It should come as no surprise that many homeowners are fighting foreclosure across the nation. Especially, in the New Jersey area and now ranked with the second highest foreclosure rate in the nation with one and every 410 homes in foreclosure status.
Where to five-year estimates from the U.S. Census Bureau’s 2020 American Community Survey, 66.0% of homeowners in New Jersey are paying down a mortgage, the 12th largest share among states.
The ASSEMBLY BILL NO. 793 was sent to Governor Phil Murphy to sign but was recently vetoed.
This bill was rejected and conditionally vetoed, where the Governor is requesting to rework the language that deals with the caps to auction prices. Referring to the foreclosure properties that don’t sell at Sheriff’s sales as well as other requests regarding the foreclosure process for the bill.
Community Wealth Preservation Program
The program expands access for certain buyers to purchase property from sheriff’s sales.
This bill, designated as the “Community Wealth Preservation Program,” revises sheriff’s procedures for the sale of residential foreclosure properties. The bill reduces the deposit required at the time of a sheriff’s sale for residential property from 20 percent to 3.5 percent. Current law provides that all bidders on properties for sale at sheriff’s sales are required to deposit 20 percent of the purchase price of the property. Under the bill, the successful bidder on residential property will have up to 90 business days to complete the sale, with no interest accruing on the balance of the sale for 60 business days following the sale. The bill provides that the sheriff require the foreclosing plaintiff to disclose whether the property is vacant, tenant-occupied, or owner-occupied.

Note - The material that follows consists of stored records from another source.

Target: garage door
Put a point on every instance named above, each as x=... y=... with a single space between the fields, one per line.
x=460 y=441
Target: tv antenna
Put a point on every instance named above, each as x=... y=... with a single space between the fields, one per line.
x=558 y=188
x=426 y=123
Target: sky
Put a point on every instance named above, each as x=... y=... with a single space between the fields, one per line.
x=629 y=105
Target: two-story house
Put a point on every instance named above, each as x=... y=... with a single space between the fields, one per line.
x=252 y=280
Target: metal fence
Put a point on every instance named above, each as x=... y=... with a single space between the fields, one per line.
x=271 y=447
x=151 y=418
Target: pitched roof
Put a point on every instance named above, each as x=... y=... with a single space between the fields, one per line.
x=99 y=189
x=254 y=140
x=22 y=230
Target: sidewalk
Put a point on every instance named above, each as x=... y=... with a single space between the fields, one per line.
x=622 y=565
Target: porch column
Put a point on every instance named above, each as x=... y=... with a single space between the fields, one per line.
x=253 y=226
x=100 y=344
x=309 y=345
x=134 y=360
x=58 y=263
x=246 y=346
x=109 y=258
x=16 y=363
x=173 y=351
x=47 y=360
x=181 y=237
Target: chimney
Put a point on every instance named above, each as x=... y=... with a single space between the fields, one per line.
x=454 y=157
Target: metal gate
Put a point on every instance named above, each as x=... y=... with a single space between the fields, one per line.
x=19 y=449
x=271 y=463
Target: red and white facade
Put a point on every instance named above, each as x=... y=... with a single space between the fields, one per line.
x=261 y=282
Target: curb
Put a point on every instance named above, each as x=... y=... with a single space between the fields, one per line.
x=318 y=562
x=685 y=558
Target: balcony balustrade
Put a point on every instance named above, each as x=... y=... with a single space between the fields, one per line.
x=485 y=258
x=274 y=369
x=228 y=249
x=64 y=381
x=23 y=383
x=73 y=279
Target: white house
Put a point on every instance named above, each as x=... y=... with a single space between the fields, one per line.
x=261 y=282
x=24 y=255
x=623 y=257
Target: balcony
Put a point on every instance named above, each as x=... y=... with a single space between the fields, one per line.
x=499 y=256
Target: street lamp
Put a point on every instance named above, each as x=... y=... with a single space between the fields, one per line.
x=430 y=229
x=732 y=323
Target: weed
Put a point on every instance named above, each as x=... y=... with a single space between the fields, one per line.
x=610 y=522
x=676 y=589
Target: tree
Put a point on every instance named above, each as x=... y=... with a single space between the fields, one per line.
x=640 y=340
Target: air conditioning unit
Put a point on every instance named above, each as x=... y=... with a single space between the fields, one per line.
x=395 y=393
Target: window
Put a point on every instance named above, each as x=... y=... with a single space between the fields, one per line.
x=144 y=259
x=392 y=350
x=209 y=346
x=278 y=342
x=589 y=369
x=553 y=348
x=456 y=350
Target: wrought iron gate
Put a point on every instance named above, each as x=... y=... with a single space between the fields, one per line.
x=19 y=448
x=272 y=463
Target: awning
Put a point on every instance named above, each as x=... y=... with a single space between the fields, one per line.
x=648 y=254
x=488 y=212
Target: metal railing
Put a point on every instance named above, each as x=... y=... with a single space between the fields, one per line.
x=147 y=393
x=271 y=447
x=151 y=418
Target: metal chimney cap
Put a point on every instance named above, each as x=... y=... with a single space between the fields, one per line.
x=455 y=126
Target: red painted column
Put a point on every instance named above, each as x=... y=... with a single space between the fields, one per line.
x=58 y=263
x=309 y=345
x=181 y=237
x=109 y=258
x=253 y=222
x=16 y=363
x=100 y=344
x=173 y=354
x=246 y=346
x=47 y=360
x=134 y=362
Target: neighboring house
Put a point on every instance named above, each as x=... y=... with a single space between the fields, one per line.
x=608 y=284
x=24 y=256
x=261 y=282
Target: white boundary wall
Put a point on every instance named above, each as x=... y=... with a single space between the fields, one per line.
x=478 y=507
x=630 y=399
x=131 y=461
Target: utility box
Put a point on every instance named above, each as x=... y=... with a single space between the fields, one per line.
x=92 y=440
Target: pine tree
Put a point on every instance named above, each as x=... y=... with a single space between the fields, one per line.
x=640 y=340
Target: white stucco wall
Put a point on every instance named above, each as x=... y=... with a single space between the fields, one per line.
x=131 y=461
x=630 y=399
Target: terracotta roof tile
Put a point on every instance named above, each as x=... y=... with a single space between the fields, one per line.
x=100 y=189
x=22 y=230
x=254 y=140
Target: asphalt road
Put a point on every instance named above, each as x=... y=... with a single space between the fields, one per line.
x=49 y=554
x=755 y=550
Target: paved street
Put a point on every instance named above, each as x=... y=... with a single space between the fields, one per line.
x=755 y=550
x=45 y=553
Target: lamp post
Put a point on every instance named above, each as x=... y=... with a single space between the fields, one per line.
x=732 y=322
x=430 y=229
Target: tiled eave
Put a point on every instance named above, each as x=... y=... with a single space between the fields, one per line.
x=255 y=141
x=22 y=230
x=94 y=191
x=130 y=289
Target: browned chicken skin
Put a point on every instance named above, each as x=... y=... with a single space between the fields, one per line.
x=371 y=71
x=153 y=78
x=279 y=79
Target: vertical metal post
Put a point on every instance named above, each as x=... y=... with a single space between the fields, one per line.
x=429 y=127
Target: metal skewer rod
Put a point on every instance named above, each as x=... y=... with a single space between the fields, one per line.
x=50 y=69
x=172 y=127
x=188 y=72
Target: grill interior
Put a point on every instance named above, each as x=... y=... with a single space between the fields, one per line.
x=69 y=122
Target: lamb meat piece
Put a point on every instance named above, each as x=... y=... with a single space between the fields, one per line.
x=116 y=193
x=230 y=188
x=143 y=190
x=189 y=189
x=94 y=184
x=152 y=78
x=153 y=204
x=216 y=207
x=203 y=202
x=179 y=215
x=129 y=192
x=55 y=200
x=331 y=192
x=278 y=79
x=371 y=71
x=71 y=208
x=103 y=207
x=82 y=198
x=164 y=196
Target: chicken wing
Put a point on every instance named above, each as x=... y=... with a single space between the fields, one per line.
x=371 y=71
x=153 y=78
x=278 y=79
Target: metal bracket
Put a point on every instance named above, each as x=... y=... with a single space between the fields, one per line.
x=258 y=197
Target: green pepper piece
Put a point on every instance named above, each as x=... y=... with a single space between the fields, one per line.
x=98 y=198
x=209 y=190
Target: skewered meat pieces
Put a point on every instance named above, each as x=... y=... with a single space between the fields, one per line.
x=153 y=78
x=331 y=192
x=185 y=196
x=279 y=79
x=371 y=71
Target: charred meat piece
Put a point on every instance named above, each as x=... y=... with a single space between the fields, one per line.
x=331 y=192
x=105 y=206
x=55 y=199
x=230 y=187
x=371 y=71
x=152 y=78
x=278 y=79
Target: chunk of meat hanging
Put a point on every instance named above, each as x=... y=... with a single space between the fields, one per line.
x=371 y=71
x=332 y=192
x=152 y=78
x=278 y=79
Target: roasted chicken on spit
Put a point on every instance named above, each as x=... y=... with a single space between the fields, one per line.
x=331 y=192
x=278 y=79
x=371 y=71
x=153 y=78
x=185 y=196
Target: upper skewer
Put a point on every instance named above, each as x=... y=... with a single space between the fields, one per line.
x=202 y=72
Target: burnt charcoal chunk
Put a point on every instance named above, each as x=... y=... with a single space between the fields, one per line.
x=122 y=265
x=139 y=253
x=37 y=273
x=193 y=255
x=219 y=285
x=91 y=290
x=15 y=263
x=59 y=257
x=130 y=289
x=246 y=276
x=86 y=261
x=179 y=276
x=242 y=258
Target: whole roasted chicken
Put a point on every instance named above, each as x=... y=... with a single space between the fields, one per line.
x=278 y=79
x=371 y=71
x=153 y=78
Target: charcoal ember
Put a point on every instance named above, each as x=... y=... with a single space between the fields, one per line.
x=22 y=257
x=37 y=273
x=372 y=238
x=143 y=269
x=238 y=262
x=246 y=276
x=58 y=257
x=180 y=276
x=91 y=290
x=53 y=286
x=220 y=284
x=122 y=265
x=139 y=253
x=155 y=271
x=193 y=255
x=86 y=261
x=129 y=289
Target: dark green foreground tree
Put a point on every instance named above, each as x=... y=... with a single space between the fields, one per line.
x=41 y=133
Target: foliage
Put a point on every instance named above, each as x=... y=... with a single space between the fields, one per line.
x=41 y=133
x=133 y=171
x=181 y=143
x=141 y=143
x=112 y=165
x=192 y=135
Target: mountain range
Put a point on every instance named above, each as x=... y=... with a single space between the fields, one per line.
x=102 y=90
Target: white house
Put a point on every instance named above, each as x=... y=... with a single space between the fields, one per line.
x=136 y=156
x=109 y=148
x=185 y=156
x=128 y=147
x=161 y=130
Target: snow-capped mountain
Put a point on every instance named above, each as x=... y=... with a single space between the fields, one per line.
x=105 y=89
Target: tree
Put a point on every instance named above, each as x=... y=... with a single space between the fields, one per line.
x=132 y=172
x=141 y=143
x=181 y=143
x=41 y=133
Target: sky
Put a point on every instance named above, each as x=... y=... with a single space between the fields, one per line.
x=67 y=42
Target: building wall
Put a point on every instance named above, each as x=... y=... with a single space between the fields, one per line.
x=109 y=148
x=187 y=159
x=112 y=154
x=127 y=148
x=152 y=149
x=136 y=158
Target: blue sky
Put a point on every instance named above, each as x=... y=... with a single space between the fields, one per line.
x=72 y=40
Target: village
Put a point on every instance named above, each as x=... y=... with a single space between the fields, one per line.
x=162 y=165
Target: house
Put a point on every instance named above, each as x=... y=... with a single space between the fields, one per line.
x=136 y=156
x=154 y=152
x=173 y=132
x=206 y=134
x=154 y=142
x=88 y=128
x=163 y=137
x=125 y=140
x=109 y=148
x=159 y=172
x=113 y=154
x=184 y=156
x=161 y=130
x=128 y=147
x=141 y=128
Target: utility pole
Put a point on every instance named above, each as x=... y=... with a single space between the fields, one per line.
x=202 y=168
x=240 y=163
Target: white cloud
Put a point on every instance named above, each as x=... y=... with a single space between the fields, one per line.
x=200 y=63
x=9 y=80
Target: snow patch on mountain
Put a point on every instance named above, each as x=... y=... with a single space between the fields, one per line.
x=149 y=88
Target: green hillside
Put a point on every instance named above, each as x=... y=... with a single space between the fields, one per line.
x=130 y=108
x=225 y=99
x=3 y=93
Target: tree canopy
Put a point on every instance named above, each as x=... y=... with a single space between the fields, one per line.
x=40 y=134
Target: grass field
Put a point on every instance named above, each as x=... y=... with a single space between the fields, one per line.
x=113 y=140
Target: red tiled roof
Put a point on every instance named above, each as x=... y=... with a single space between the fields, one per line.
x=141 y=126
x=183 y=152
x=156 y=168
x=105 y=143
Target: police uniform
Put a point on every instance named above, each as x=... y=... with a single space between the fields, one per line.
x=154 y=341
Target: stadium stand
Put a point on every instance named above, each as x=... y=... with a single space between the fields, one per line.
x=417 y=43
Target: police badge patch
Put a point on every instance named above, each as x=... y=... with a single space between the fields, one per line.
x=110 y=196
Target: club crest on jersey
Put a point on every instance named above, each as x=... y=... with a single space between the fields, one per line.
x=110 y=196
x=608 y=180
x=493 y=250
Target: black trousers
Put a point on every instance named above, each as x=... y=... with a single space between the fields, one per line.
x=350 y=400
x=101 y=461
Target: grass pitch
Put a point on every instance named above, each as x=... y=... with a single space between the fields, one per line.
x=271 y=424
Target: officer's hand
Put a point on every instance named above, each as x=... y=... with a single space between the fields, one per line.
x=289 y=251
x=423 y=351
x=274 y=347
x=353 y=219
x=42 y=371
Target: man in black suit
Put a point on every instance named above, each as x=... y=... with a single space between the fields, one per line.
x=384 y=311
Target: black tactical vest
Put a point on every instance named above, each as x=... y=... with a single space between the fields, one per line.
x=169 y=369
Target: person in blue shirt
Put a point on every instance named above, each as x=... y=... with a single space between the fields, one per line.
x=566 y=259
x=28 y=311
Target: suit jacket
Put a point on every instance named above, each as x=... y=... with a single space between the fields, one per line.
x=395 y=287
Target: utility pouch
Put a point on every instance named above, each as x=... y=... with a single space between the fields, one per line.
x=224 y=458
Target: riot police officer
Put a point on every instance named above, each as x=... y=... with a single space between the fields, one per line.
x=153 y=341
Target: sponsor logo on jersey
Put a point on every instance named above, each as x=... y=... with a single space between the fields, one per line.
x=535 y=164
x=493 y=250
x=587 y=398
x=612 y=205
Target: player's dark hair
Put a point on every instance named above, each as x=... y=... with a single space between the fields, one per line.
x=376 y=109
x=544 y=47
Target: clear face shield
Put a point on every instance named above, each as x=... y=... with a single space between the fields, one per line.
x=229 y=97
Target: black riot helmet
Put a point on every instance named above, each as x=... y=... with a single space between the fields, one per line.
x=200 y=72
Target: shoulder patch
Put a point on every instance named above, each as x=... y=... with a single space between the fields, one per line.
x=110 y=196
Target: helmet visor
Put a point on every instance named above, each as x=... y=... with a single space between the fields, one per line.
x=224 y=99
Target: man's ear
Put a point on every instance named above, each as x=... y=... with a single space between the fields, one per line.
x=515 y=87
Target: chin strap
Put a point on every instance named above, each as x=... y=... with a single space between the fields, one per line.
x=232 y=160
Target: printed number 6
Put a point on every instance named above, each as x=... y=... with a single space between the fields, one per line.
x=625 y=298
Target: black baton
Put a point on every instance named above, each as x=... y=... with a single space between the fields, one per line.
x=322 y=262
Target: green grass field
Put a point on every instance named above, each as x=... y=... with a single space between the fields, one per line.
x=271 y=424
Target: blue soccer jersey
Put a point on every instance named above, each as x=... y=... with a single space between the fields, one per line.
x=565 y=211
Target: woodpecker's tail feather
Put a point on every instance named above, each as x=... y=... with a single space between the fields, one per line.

Under the bill, a bidder may purchase property in a sheriff’s sale by way of financing if the bidder provides documentation that the bidder has been pre-approved by an appropriate financial institution for financing the property.
A bidder may only use the financing option if the property will be the bidder’s primary residence. If a successful bidder finances the property and does not use the property as a primary residence, the bidder will be subject to a fine of up to $100,000. However, there are exceptions to the penalties if the bidder must vacate the property due to death, military deployment, or foreclosure.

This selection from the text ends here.